Okay, got a few problems I cannot solve. Any help would be great.

1) Find the area of the shaded figure (It's a diamond shaped figure with the top left side 5, top right side 6, bottom left is 8, and bottom right is 7, and the top corner is 100 degrees between the 5 and the 6. Use Law of Cosines and Heron's formula for the area of the triangle.

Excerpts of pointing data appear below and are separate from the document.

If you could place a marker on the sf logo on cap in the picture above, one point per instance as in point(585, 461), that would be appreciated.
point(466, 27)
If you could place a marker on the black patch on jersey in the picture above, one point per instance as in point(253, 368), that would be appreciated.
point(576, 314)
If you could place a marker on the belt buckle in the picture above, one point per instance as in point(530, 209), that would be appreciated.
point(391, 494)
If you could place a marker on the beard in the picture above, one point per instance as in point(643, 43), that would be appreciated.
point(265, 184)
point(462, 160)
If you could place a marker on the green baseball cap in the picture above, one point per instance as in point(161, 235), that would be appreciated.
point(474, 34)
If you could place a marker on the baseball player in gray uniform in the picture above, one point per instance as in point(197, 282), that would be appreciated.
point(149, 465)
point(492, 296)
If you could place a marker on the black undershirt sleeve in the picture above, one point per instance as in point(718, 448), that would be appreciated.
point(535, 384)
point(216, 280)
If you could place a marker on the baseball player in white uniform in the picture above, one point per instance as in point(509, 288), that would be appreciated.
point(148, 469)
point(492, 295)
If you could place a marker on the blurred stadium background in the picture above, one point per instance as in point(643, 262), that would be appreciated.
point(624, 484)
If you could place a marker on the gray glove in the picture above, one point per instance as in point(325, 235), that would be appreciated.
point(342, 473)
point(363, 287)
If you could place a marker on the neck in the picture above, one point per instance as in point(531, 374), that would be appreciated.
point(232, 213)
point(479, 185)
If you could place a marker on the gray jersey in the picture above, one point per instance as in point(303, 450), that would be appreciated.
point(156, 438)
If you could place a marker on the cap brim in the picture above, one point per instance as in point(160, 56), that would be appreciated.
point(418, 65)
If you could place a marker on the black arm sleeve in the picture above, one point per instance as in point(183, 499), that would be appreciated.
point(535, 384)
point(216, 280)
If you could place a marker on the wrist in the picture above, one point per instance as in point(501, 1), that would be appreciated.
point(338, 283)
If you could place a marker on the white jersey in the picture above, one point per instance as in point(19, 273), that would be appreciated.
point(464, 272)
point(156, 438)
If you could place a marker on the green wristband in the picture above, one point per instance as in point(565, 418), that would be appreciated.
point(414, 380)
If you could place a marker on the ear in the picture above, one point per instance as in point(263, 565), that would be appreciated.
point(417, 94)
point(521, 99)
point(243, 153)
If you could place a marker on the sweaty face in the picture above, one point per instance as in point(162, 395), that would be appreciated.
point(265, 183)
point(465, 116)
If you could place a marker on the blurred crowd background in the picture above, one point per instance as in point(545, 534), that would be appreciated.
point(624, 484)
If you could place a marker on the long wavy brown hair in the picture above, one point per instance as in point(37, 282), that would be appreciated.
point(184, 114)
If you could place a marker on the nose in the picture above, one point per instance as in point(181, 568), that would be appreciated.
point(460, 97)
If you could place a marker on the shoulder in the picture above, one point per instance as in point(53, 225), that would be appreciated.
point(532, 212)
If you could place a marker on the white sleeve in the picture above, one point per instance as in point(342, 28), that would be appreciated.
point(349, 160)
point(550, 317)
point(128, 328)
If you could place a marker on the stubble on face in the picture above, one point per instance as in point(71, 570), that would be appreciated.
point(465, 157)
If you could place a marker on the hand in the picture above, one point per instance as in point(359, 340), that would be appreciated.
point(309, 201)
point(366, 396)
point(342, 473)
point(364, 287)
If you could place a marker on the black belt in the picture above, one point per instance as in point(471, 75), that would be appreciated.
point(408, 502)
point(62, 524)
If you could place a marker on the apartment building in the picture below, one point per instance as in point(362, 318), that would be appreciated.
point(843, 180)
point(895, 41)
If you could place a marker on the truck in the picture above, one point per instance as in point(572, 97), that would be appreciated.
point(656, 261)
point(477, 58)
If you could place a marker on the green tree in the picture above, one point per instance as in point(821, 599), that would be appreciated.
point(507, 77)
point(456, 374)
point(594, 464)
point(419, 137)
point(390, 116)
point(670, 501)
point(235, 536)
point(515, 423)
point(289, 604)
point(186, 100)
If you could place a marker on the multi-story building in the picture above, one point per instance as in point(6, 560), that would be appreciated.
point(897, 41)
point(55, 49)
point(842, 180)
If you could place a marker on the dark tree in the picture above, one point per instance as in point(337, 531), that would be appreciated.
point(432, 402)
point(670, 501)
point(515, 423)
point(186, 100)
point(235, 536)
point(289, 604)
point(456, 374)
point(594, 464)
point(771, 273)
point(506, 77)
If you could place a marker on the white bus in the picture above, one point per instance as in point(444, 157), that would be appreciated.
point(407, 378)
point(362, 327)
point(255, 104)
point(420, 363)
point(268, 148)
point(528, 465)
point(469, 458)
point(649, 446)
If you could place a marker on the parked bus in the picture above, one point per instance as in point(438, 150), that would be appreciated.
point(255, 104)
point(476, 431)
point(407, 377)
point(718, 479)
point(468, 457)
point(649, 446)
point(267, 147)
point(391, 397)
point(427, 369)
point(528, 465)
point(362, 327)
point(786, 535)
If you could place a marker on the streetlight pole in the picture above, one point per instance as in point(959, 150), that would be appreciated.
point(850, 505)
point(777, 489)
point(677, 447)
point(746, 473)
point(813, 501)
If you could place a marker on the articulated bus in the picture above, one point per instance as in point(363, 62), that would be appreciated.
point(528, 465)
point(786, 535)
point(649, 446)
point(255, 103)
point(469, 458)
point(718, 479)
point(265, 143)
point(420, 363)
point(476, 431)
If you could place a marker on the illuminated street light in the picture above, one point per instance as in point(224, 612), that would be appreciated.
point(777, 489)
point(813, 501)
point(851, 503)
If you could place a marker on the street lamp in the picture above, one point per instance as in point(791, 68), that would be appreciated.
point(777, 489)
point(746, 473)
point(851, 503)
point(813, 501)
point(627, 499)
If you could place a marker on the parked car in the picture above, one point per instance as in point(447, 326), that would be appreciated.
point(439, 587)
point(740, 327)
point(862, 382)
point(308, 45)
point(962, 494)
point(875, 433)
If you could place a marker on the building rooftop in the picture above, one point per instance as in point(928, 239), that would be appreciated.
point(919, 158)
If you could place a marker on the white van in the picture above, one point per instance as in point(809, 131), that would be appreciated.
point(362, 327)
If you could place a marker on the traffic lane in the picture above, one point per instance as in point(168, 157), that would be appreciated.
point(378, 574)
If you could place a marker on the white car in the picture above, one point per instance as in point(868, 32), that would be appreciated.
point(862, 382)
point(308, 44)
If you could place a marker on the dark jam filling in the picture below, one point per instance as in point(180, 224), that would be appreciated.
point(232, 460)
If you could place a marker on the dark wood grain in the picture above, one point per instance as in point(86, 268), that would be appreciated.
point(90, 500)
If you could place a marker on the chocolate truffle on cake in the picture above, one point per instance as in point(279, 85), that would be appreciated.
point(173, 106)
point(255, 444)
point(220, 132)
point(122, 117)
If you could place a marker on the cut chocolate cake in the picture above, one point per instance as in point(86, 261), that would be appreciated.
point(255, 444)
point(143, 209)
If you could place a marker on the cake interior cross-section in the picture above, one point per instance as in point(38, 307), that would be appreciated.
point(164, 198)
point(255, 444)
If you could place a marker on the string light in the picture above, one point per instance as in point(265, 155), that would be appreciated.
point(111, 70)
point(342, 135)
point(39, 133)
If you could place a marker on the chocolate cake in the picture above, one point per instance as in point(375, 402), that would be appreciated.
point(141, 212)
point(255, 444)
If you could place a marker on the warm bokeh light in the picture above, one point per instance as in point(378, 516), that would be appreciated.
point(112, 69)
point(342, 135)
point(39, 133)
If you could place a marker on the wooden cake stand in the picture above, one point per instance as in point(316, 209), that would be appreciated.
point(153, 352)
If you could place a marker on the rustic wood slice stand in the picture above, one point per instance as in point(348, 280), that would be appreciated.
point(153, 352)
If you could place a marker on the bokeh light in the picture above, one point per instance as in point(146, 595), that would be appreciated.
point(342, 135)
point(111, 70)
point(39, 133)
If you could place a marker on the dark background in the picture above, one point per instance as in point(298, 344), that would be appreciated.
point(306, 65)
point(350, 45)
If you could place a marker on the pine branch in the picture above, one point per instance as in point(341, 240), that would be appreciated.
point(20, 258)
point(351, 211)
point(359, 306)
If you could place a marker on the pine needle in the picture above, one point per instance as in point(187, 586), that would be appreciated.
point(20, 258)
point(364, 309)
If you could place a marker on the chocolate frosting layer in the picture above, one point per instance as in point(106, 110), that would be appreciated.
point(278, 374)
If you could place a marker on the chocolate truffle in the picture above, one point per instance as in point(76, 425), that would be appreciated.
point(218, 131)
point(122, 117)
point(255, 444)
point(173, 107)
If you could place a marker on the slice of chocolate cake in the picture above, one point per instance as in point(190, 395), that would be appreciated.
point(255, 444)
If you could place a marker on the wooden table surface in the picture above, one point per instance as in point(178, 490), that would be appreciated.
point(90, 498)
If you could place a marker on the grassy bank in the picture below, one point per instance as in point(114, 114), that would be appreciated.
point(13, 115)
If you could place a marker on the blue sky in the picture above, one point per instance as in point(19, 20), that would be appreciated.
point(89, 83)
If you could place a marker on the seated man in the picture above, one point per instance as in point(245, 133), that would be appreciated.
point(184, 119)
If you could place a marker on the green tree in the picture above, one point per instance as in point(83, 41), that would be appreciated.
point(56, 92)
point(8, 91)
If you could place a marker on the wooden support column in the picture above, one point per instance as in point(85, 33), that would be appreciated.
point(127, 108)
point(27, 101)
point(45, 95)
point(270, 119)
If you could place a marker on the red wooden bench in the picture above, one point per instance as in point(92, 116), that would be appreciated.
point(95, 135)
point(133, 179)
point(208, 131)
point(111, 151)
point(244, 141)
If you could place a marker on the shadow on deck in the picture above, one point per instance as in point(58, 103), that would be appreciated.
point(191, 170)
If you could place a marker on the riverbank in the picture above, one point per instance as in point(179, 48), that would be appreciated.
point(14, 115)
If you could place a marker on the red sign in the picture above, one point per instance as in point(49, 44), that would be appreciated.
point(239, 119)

2) Show that given the three angles A, B, and C of a triangle and one side a (i.e. the side opposite to the angle A) the area of the triangle A is given by the following formula:

A = a(squared)sin(B)sin(C)/2sin(A)

3) Prove the following identity

tan(a-b) + tan(b-c) + tan(c-a) = tan(a-b) tan(b-c) tan(c-a)

2. Hello, ChargersFan84!

These are not easy problems . . .

2) Show that given the three angles $A, B, C$ of a triangle and one side $a,$

the area of the triangle is given by: . $\text{Area} \;=\; \frac{a^2\sin B\sin C}{2\sin A}$
Code:
            B
*
*| *
c * |   *   a
*  |h    *
*   |       *
*    |         *
A * - - * - - - - - * C
D
: - - -  b  - - - :

The area of a triangle is: . $\text{Area} \;=\;\tfrac{1}{2}\text{(base)(height)}\;\;{\color{ blue}[1]}$

In $\Delta ABC$, use the Law of Sines: . $\frac{b}{\sin B} \:=\:\frac{a}{\sin A} \quad\Rightarrow\quad b \:=\:\frac{a\sin B}{\sin A}\;\;\text{(base)}\;\;{\color{blue}[2]}$

In right triangle $BDC\!:\;\sin C \:=\:\frac{h}{a} \quad\Rightarrow\quad h \:=\:a\sin C\;\;\text{(height)}\;\;{\color{blue}[3]}$

Substitute [2] and [3] into [1]: . $\text{Area} \;=\;\frac{1}{2}\left(\frac{a\sin B}{\sin A}\right)(a\sin C) \;=\;\frac{a^2\sin B\sin C}{2\sin A}$

3. ## Haha no they're not.

Thanks for the help on that one. They're not the easiest problems, that's for sure.